ASTRID-2

This repository is under development, and there may be some changes to the user interface in the future.

ASTRID-2 is a method for estimating species trees from gene trees.

To build ASTRID-2, clone the git repository, and do the following:

bazel build //src:ASTRID -c opt

You can install the bazel build system here. Once the build is complete, your executable will be located at bazel-bin/src/ASTRID.

To run ASTRID-2, you can do

ASTRID -i <input gene trees> -o <output species tree>

to run ASTRID with the BME criterion in FastME, with SPR local search (if the distance matrix is complete), first completing the tree with UPGMA* if needed.

More command-line options:

-i --input <filename>       Specify input file. Should contain one tree per line, in Newick format.
-o --output <filename>      Specify output file (default is infile.astrid). Will contain one output tree, in Newick format. The tree may have branch lengths, depending on the distance method used, but these are not meaningful
--cache <filename>          Output the distance matrix. This is useful if you want to run a different distance method.  

[Distance method selection]
-u       Use UPGMA as distance method for tree estimation
-f       Use FastME with no local search as distance method for tree estimation
-n       Use FastME with NNIs for local search as distance method for tree estimation
-s       Use FastME with NNIs and SPRs for local search as distance method for tree estimation
--bionj          Use BioNJ* with as distance method for tree estimation (make sure PhyDstar.jar is in the same folder as the ASTRID executable)
--auto   [default] Automatically choose between --bionj and -s depending on if the distance matrix is missing taxa

[Multiple individuals]
-a --multind     [experimental] Specify mapping file for multiple-individual datasets. Can be in one of three formats, which will be auto-detected:

        Format 1:
                species1:indiv1,indiv2,indiv3
                species2:,indiv4,indiv5
                ...

        Format 2:
                species1 indiv1 indiv2 indiv3
                species2 indiv4 indiv5
                ...
        Format 3:
                indiv1 species1
                indiv2 species1
                indiv3 species1
                indiv4 species2
                indiv5 species2
                ...

Note that if you are trying to run BioNJ*, you need to build a different target. THIS IS NOT RECOMMENDED AND IS ONLY INCLUDED FOR HISTORICAL REASONS.

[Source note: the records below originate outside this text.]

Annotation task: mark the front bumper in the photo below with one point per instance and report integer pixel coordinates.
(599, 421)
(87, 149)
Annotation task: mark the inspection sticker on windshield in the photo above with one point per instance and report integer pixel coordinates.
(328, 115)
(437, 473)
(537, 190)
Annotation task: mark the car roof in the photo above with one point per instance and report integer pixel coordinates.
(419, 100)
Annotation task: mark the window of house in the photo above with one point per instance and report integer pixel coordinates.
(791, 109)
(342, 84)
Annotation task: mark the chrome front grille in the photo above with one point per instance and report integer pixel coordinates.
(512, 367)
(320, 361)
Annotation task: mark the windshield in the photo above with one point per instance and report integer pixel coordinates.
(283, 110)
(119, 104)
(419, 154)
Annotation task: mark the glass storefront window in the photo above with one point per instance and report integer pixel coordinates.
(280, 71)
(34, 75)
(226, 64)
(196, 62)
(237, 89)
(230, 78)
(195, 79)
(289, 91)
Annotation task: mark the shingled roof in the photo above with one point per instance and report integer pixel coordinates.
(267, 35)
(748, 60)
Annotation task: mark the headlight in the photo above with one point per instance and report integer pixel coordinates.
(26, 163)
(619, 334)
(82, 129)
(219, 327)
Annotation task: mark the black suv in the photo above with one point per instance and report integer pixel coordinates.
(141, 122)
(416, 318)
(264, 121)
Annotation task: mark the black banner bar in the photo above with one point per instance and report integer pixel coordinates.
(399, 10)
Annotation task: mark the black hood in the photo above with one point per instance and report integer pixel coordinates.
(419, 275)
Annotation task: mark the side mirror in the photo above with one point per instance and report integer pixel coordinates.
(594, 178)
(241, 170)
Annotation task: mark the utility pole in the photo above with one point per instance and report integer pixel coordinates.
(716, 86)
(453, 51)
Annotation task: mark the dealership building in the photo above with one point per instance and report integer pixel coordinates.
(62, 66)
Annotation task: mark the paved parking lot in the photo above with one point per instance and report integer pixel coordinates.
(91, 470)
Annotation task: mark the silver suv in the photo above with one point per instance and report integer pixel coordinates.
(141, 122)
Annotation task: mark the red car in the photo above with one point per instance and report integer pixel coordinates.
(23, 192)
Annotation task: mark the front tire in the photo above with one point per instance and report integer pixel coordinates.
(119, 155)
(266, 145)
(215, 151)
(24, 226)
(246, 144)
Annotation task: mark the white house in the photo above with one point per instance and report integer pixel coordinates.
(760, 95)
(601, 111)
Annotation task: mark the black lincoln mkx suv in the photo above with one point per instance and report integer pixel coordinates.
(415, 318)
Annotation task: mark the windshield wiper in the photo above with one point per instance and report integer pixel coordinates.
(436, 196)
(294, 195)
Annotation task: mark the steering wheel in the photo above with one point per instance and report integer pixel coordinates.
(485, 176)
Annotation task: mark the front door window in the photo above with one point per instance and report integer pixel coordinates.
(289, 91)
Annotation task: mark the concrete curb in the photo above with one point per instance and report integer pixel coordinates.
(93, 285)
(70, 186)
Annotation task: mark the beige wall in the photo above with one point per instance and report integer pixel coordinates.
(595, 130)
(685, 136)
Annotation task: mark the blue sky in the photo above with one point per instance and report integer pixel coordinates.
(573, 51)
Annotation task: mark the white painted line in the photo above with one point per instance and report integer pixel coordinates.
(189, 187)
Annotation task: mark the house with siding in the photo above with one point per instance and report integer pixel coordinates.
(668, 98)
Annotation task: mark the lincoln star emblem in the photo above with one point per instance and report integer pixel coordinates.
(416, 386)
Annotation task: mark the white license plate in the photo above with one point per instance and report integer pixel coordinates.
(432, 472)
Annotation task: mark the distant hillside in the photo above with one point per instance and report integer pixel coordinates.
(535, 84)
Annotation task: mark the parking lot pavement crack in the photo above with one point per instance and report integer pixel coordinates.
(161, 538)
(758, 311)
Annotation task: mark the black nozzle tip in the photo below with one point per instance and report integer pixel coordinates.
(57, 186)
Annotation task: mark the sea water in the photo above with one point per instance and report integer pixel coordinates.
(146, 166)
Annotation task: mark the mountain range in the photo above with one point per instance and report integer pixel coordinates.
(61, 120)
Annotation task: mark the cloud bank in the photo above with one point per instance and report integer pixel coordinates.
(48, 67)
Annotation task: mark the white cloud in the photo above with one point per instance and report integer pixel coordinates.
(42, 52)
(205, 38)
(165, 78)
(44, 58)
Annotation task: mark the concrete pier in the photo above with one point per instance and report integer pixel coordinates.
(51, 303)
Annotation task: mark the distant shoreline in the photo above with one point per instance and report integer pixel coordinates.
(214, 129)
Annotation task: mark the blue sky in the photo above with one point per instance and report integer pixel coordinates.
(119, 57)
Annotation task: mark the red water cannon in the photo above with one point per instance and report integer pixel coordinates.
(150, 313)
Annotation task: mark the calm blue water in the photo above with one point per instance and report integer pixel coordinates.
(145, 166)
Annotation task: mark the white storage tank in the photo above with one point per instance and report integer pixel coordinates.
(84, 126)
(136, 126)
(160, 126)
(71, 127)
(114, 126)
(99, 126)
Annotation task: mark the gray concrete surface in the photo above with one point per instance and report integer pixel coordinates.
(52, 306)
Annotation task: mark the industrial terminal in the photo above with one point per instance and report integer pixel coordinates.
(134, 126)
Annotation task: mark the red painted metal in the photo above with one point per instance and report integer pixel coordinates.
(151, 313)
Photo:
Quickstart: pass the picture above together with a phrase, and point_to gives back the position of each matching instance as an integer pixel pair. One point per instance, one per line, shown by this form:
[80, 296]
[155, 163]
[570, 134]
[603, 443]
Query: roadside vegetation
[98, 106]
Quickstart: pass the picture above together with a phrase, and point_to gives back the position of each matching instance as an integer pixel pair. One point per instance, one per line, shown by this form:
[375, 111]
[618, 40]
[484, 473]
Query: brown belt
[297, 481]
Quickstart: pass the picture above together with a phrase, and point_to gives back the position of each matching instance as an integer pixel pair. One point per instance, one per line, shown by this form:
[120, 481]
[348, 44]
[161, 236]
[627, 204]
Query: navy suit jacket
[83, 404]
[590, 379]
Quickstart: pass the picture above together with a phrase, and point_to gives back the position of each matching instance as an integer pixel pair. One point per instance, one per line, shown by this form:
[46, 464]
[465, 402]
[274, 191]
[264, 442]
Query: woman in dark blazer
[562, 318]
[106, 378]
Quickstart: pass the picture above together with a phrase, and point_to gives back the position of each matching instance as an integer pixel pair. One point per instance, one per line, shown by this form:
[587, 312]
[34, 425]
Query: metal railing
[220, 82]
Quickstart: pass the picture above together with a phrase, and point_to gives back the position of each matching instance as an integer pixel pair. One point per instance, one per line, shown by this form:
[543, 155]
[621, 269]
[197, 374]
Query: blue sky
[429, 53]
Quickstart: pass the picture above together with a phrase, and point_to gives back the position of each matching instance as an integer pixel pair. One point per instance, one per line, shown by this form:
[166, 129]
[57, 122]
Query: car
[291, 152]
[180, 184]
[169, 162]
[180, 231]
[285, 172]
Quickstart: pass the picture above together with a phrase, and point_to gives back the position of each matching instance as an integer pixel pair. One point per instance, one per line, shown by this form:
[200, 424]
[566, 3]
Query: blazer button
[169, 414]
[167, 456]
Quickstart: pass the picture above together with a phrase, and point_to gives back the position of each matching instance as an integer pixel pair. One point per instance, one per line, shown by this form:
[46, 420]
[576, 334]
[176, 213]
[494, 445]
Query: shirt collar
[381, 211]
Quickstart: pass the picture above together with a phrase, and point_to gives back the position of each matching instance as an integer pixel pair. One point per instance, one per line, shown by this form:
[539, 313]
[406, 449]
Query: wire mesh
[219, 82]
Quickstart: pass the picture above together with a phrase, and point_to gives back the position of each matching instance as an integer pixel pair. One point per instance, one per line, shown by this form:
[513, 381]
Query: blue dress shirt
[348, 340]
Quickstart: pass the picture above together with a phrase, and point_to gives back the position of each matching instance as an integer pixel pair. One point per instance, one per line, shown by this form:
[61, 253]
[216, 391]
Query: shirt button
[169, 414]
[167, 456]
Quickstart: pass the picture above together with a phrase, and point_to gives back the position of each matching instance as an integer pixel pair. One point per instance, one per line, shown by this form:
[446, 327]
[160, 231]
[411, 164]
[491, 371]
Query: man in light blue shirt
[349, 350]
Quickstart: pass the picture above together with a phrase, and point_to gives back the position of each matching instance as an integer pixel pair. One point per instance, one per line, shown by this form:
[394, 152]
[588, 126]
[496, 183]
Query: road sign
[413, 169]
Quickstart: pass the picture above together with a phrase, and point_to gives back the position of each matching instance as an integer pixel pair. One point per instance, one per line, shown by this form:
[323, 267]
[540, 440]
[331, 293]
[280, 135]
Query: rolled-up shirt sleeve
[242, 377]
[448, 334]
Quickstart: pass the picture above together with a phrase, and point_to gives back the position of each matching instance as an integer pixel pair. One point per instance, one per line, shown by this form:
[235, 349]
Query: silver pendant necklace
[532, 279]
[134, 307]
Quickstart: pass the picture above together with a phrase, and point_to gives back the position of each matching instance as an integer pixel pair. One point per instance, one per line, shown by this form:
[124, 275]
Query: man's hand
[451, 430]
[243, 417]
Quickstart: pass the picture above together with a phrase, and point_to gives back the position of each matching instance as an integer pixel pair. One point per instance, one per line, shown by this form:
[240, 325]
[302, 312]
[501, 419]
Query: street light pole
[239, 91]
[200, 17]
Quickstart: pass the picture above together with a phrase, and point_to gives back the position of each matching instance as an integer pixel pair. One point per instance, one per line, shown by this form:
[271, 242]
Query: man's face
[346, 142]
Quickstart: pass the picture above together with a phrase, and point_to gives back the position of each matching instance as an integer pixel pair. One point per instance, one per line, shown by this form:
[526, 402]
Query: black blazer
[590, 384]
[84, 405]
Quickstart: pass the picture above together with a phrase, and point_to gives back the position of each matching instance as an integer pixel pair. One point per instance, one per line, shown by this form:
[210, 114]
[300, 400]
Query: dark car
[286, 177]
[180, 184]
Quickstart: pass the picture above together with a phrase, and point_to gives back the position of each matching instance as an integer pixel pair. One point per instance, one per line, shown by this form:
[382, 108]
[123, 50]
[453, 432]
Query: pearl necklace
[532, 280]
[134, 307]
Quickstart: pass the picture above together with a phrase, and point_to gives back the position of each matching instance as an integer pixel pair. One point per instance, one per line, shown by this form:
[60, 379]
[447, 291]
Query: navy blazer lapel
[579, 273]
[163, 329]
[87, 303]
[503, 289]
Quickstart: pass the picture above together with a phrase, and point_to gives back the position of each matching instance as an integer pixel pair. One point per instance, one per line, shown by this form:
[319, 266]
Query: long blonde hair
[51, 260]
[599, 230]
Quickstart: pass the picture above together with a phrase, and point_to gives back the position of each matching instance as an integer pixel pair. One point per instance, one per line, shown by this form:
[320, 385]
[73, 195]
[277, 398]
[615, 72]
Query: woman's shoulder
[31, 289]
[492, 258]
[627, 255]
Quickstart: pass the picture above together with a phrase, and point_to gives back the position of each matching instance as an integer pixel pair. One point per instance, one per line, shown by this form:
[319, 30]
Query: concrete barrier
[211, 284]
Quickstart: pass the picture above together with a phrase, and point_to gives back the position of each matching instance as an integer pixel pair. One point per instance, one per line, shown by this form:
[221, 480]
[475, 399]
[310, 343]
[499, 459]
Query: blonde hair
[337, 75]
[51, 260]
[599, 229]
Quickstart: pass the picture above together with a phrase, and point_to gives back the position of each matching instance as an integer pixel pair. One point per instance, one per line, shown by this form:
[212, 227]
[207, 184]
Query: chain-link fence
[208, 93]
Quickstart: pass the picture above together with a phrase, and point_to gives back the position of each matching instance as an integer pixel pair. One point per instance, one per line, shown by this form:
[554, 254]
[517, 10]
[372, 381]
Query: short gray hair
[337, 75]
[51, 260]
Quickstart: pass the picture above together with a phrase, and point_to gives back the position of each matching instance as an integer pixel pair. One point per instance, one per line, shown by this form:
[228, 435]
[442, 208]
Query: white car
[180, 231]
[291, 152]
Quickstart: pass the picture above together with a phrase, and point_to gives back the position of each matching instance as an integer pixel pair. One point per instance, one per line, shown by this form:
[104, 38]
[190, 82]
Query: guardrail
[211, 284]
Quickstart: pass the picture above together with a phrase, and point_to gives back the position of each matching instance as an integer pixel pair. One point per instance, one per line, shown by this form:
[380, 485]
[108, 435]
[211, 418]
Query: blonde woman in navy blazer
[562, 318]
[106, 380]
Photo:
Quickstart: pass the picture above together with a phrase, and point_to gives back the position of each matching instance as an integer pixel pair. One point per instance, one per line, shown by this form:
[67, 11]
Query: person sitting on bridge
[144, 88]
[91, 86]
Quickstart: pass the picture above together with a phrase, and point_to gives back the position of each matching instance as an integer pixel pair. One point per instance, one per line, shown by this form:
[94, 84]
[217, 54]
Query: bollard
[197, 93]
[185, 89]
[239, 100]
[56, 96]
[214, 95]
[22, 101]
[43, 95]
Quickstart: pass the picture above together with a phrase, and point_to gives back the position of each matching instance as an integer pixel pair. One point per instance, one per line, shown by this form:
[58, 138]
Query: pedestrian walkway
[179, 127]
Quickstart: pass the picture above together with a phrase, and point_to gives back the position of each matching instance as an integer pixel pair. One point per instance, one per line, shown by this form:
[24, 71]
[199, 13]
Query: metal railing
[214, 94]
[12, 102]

bazel build //src:ASTRID-phydstar -c opt

It’s possible that FastME with SPR is slow on extremely large datasets, so you can instead do

ASTRID -i <input gene trees> -o <output species tree> -n

to do NNIs instead of SPRs, or

ASTRID -i <input gene trees> -o <output species tree> -f

to do no local search.

On moderately large datasets BIONJ* maybe slow; to run on datasets with high levels of missing data I recommend:

ASTRID -i <input gene trees> -o <output species tree> -u -n -s

which first runs UPGMA on the matrix with missing data, then fills in the missing elements of the distance matrix with distances from the UPGMA tree. It then repeats the process with the FastME-NNI tree, then gives the final result using FastME-SPR.

ASTRID now supports multi-individual gene trees. The matrices corresponding to each gene tree are “collapsed” by averaging the distances between individuals of different species. This technique is described in more detail in “Species Tree Inference from Gene Splits by Unrooted STAR Methods” by Allman, Degnan, and Rhodes.